Long gone might be the days when, before walking out the door, our parents would yell across the hall: remember, stranger danger! And yet, adults as we might be, this is little mistrusting advice as relevant as ever in the digital world. Because, truth is, there are no more defined boundaries between our physical selves and our digital presence. And whatever we say, search, engage with, post, and type privately amounts to a continuous stream of data which is then used by systems and companies to get to know us. Best case scenario, the information turns into an oddly accurate ad. Worst case scenario, finances, reputations, relationships, and even personal security can be affected.

As digital infrastructure becomes the infrastructure of our daily lives, cybersecurity is no longer just an IT problem; it is a problem in our everyday lives. Social media platforms like Instagram are among the most personal public representations of who we are, and they double as rich personal data stores for anyone, from advertisers to criminals, who can gain access. Cybercrime is growing in scale and sophistication, and as a result, social-media security is becoming a core element of modern cybersecurity. As social media users, it is one that we must take seriously on an individual level.

As shown in this neat, little Handbook, cybersecurity threats do not necessarily look like hackers in dark rooms. They can also arise from ordinary interactions such as accepting cookies, joining a group chat, replying to a recruiter, or asking ChatGPT to summarise a document for you. It is through these actions that it is possible for data brokers to profile us, for advertisers to target us, and for malicious actors to dupe us. 

Social media platforms are a perfect example of how online safety and privacy are intertwined: on WhatsApp, being careless in selecting our privacy settings do not only determine who can contact us, but also locate us. On Instagram, frequent sharing on a public account can reveal our routines and whereabouts. On Linkedin, professional visibility can turn us into the recipient of targeted fraud. When using ChatGPT, an incautious prompt can easily lead to sensitive or even confidential data being shared and stored. While social media and AI tools do not pose a threat in themselves, it is also true that their main goal is to grow by increasing engagement. On the other hand, while the GDPR and the EU AI Act do protect our right to transparency and accountability, it is important not to rest on these laurels. 

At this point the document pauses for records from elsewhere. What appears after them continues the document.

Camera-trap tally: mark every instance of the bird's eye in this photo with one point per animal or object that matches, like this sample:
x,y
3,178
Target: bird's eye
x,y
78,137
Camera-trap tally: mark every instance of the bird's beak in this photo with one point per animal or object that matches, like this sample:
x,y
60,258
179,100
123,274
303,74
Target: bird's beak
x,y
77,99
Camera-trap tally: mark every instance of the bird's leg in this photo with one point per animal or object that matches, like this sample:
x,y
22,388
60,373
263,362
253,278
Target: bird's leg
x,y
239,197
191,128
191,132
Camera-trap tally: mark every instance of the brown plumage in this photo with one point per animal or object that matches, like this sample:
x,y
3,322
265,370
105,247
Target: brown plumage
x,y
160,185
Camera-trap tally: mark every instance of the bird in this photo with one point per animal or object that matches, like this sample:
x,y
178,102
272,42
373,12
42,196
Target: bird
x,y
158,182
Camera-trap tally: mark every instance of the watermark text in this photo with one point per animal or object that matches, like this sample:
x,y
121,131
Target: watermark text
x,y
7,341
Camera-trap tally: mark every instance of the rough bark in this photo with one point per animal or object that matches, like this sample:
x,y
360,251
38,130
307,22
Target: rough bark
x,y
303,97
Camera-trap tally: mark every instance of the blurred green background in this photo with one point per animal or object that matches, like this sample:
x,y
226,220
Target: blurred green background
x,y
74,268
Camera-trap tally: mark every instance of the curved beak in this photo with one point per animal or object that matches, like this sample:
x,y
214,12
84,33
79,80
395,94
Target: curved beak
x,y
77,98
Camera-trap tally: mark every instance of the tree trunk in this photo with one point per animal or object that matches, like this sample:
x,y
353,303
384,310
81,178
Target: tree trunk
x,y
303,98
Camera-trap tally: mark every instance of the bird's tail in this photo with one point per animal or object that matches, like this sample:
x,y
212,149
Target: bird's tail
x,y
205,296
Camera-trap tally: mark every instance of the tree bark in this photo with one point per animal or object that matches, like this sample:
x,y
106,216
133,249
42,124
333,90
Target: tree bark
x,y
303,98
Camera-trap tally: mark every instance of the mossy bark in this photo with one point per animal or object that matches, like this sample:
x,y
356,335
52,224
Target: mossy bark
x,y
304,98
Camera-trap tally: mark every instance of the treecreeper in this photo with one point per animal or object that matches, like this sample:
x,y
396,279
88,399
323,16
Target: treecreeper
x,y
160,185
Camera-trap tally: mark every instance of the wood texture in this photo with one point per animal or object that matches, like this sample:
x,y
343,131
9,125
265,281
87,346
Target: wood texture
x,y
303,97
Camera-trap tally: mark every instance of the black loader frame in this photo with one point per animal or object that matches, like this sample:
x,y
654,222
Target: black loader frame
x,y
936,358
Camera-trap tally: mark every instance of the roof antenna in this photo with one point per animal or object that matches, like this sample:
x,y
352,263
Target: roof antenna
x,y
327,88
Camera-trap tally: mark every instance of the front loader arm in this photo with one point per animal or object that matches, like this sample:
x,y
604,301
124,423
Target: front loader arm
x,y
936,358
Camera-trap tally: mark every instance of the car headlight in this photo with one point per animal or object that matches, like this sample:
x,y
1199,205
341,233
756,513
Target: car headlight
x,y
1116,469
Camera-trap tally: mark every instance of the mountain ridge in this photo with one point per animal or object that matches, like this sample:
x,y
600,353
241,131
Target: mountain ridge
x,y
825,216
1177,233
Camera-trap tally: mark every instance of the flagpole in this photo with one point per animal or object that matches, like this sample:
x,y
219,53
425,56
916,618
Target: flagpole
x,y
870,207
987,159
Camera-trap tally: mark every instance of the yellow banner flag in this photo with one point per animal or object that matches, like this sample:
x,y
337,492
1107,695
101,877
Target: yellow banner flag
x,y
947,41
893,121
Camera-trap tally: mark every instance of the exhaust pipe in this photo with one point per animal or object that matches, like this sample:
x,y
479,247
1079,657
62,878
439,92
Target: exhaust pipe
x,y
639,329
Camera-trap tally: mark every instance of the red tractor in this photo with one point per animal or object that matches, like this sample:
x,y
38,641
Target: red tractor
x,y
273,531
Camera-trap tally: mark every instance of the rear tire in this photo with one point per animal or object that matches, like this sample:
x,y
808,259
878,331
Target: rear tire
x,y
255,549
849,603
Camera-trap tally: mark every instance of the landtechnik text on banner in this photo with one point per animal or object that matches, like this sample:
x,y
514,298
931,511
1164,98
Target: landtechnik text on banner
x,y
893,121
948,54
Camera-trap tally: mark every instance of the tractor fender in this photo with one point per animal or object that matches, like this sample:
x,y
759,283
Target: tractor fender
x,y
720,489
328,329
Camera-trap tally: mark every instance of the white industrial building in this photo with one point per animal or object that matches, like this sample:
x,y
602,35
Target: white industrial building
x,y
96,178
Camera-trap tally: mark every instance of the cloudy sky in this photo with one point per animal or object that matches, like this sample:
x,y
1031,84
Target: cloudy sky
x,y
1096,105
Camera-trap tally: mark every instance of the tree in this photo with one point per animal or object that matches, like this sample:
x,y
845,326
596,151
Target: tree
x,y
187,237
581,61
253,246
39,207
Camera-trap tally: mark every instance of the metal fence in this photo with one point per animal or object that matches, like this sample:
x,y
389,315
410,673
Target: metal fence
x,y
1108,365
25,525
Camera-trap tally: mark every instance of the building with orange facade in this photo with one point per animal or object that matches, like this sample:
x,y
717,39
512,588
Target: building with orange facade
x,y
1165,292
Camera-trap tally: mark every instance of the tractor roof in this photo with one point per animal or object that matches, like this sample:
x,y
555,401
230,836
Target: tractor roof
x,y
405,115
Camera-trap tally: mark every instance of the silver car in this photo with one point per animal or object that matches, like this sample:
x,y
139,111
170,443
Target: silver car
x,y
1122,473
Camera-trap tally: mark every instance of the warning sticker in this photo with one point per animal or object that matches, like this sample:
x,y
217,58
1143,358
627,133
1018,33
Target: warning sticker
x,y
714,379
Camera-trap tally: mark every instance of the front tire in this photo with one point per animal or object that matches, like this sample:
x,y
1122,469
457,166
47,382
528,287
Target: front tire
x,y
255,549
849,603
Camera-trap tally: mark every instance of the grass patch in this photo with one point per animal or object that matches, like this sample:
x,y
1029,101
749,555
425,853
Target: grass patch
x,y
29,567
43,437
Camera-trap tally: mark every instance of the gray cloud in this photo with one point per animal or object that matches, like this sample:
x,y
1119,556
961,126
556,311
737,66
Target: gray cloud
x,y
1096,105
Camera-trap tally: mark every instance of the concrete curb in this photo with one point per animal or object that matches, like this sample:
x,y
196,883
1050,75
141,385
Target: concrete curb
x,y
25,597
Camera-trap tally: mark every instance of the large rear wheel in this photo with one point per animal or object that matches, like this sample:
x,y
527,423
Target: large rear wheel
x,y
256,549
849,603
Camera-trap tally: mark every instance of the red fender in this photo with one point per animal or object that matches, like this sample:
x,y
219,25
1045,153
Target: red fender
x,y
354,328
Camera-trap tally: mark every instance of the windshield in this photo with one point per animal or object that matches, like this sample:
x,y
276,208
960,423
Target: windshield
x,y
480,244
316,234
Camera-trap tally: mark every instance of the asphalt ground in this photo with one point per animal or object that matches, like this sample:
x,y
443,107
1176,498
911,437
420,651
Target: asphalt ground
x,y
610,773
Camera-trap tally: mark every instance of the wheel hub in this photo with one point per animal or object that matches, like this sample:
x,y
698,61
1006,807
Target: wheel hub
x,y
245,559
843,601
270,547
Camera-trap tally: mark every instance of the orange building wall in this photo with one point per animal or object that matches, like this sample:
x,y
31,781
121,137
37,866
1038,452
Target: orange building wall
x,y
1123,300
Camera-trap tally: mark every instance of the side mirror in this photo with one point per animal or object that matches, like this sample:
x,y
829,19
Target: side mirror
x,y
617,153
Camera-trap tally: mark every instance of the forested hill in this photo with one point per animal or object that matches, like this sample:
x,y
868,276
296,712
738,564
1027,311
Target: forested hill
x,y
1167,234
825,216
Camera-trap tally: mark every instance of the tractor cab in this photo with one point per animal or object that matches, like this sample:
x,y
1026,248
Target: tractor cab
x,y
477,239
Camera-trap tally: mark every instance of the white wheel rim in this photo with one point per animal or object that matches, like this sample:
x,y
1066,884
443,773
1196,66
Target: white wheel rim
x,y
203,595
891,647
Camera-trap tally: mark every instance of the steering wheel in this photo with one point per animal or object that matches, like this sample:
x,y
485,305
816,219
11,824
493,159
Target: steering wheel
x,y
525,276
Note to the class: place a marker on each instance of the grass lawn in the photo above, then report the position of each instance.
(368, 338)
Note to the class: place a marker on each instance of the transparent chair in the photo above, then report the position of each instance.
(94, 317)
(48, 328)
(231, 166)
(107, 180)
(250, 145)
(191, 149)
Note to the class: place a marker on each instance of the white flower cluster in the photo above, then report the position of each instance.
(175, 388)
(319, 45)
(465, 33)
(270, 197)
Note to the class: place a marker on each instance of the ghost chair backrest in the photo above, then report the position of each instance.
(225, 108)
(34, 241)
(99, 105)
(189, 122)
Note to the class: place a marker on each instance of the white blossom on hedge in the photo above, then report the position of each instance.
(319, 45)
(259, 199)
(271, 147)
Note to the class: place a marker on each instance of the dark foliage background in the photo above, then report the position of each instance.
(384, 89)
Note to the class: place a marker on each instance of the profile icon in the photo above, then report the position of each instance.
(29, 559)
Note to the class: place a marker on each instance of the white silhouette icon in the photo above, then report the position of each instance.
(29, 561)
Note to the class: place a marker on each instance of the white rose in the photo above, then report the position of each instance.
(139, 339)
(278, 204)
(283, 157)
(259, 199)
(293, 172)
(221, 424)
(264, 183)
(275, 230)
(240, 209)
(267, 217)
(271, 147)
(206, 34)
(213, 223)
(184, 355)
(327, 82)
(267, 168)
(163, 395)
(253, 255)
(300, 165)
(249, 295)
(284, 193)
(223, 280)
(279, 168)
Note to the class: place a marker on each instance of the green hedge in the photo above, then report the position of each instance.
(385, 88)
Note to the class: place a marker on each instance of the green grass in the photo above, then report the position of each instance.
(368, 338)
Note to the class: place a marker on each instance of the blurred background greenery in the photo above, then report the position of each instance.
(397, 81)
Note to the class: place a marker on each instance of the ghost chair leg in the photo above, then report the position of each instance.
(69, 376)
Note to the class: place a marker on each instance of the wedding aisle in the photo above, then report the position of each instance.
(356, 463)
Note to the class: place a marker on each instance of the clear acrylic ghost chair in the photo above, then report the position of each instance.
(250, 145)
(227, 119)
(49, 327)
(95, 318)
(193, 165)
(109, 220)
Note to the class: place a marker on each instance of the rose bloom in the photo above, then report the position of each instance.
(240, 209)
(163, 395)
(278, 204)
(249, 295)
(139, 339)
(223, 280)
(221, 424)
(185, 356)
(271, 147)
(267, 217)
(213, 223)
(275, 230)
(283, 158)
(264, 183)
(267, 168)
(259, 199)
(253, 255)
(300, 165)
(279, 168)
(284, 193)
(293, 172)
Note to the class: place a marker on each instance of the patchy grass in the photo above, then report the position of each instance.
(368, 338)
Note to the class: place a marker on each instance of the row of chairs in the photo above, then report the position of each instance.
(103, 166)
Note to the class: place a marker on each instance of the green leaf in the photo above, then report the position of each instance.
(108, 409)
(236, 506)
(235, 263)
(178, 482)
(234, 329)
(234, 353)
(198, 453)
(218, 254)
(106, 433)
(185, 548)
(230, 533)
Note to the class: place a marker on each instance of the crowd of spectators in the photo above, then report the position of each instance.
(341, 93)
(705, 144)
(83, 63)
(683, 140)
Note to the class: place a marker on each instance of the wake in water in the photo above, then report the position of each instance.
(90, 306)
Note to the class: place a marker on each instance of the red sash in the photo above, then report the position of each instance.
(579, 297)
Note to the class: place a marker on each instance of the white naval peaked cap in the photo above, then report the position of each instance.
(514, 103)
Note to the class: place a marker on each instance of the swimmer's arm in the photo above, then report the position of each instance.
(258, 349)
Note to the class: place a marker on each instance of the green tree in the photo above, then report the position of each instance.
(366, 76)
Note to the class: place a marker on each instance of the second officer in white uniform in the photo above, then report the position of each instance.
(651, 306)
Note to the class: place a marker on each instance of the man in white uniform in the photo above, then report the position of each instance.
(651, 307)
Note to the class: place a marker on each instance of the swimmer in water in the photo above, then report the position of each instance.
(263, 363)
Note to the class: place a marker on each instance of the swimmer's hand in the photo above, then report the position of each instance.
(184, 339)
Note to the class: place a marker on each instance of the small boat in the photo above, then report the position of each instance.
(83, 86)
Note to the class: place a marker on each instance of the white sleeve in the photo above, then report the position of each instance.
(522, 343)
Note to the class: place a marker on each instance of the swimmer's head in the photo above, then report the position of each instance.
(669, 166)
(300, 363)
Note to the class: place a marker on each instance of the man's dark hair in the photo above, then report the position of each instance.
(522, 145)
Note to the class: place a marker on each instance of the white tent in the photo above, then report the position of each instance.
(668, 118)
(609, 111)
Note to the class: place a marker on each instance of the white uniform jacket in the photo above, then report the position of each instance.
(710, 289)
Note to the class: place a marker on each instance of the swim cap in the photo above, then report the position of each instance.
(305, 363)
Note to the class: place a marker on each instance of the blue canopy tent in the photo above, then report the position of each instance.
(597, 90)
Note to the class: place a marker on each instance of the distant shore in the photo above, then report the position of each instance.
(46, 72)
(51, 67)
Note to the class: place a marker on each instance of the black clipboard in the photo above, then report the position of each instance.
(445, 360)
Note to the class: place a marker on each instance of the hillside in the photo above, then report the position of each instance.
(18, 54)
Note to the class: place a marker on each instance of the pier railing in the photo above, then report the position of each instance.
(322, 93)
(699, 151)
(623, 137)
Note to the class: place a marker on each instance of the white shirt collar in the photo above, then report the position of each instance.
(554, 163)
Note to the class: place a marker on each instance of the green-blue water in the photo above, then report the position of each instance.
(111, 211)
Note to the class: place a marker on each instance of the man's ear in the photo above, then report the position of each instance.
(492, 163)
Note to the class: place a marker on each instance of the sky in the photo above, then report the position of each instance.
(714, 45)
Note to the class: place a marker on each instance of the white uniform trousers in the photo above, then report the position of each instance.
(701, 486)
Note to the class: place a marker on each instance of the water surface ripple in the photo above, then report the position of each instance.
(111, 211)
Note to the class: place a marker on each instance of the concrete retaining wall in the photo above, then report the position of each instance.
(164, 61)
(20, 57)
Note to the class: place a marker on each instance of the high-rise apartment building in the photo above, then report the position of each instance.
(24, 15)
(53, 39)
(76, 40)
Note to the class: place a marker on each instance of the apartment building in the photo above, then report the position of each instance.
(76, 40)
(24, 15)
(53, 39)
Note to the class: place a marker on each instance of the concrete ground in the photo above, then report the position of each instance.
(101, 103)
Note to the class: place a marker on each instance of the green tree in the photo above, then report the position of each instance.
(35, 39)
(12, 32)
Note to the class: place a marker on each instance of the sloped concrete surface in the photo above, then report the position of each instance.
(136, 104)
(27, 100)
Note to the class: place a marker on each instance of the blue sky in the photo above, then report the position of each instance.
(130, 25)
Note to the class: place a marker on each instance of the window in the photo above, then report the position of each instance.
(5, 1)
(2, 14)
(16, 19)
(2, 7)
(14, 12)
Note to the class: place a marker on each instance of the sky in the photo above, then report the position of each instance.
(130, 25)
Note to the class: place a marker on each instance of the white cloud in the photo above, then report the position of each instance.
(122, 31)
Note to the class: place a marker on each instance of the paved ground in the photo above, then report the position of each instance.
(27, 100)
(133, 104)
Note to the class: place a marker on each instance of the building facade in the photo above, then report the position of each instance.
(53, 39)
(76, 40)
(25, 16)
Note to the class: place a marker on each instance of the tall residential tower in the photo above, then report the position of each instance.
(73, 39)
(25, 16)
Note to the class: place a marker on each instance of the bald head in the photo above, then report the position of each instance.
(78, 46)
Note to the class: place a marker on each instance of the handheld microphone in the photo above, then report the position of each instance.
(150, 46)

If there is one message we would like you to take from our work today, it is that the responsibility of online safety as users rests on our shoulders. Online platforms are not necessarily designed to protect us, and human behavior and carelessness emerge as one of the main liabilities. Just because you scroll through social media from your phone in your room, it does not mean that, digitally, you are not entering (and maybe also displaying yourself in) a public space. 

The good news, though, is that being safe online does not mean you should learn code to bypass cookies, or just stay offline altogether. We are not saying you should be paranoid, but we do strongly advise you to be mindful and aware of your digital presence. Use strong authentication systems, verify messages, adjust privacy settings, ask yourself what information you’re about to disclose before you post that Instagram story or give ChatGPT that prompt. If you don’t already, implementing these simple steps turns you from a goldmine of information to an aware partaker in digital life. 

Well, it’s official, we’ve reached the end! We sincerely thank you for reading this Handbook, and we hope you learned a thing or two on how to keep yourself safe on the internet. If you haven’t already, we highly recommend you read our other articles written by our wonderful Publications Team and our friends here at the SciencesPo Cybersecurity Association.

And before you go, remember, stranger danger!